President Obama and supporters of his health care plan are pushing like crazy to get the thing passed into law. Meanwhile, most of us out here in flyover country, the people who may benefit or suffer from it but who will definitely pay for it, are wishing they would slow down a bit so we can study the whole thing some more.
It would be nice if supporters could point to a similar system somewhere in the world where it has been tried and actually works. There are people around who will attempt to tell us how great the government run programs are in Britain and Canada -- for example see previously, How bad could the Canadian healthcare system really be? However, there is certainly no shortage of complaints about those systems, and we have to conclude that no system is perfect.
Same with France.
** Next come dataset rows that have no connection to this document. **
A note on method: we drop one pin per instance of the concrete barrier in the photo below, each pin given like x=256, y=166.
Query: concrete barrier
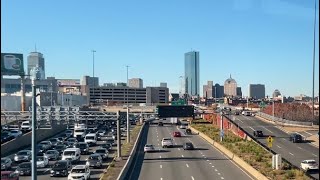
x=126, y=167
x=25, y=140
x=253, y=172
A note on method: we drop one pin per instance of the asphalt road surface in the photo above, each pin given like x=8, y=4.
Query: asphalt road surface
x=205, y=162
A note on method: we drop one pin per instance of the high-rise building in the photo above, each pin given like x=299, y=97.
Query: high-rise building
x=36, y=59
x=136, y=83
x=257, y=91
x=191, y=71
x=208, y=90
x=230, y=87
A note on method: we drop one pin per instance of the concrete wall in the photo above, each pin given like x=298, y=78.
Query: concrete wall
x=25, y=140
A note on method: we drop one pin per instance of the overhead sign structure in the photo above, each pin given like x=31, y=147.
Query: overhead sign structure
x=12, y=64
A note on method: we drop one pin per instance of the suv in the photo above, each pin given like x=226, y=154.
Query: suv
x=166, y=142
x=296, y=138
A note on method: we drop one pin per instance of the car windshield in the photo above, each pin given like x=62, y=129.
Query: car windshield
x=78, y=171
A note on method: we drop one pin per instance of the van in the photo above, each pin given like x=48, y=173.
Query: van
x=71, y=154
x=91, y=139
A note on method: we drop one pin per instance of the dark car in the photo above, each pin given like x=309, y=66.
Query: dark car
x=24, y=169
x=84, y=147
x=94, y=160
x=61, y=168
x=258, y=133
x=188, y=146
x=296, y=138
x=60, y=148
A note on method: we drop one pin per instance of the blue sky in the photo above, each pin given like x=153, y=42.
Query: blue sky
x=257, y=41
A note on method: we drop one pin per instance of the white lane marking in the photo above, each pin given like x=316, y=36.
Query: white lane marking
x=267, y=130
x=251, y=128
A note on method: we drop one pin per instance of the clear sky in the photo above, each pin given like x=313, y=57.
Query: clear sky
x=257, y=41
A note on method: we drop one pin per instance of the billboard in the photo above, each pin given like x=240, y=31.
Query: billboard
x=12, y=64
x=165, y=111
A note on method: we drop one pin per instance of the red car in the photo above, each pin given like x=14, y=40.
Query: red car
x=9, y=175
x=176, y=134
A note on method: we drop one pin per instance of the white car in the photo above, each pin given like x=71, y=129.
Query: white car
x=42, y=161
x=79, y=172
x=309, y=165
x=16, y=133
x=148, y=148
x=167, y=142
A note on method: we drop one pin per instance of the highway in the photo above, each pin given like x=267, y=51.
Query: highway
x=205, y=162
x=293, y=152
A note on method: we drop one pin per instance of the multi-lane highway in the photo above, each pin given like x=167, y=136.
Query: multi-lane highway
x=293, y=152
x=205, y=162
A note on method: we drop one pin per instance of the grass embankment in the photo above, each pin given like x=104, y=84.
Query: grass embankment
x=252, y=153
x=115, y=167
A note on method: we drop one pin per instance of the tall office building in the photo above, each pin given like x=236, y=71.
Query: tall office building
x=36, y=59
x=230, y=87
x=191, y=73
x=136, y=83
x=257, y=91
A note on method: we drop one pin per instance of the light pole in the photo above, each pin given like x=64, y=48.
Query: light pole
x=35, y=76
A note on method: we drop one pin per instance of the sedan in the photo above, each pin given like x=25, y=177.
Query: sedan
x=5, y=163
x=52, y=154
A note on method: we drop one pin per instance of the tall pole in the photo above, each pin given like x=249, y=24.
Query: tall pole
x=314, y=59
x=34, y=137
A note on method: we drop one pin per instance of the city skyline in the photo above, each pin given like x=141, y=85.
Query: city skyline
x=267, y=46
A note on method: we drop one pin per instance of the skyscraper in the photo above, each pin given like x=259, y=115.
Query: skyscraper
x=36, y=59
x=256, y=91
x=191, y=73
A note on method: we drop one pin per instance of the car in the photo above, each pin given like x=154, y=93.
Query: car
x=103, y=153
x=42, y=161
x=84, y=147
x=148, y=148
x=16, y=133
x=166, y=142
x=61, y=168
x=52, y=154
x=79, y=172
x=176, y=134
x=9, y=175
x=23, y=155
x=94, y=160
x=258, y=133
x=296, y=138
x=310, y=164
x=5, y=164
x=24, y=169
x=188, y=146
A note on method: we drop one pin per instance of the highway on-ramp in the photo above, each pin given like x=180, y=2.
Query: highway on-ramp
x=205, y=162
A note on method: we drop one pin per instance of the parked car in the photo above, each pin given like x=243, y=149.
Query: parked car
x=52, y=154
x=94, y=160
x=61, y=168
x=24, y=169
x=307, y=165
x=24, y=155
x=79, y=171
x=5, y=164
x=188, y=146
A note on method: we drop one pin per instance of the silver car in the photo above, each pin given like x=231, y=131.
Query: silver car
x=52, y=154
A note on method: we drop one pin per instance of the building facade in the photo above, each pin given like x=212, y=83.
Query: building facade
x=135, y=83
x=36, y=59
x=257, y=91
x=230, y=87
x=191, y=75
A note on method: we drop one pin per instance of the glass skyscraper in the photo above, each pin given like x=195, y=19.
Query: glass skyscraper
x=191, y=73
HealthcareEconomist.com says, "France has the highest level of satisfaction with their health care among all European countries." However, it didn't take Le Parisien long to find some dissatisfaction. In particular, they found doctors who won't accept patients who are under the government plan. Excerpt (translation from Google translate.):
The two-tier medicine is a reality. Victims, patients receiving universal health coverage (CMU), reserved for people earning less than € 621 per month. They have more and more difficult to seek treatment outside of hospitals. Proof: The test that we conducted among physicians Paris and its suburbs.
Thirty practitioners contacted, eight or 25% refused to grant us an appointment when it was as a patient benefiting from the CMU.
So we have an example of doctors not making enough money treating patients under the government plan, so even though the law says they have to treat them, they don't. C'est la vie.
The Obamacare plan presumably will require people to buy insurance either from a private insurer or the government. And while some of the opponents say the government may squeeze out the private insurer, it's possible the opposite could happen if the government doesn't pay doctors enough. The practical effect would be to put all those people currently without insurance right back where they started.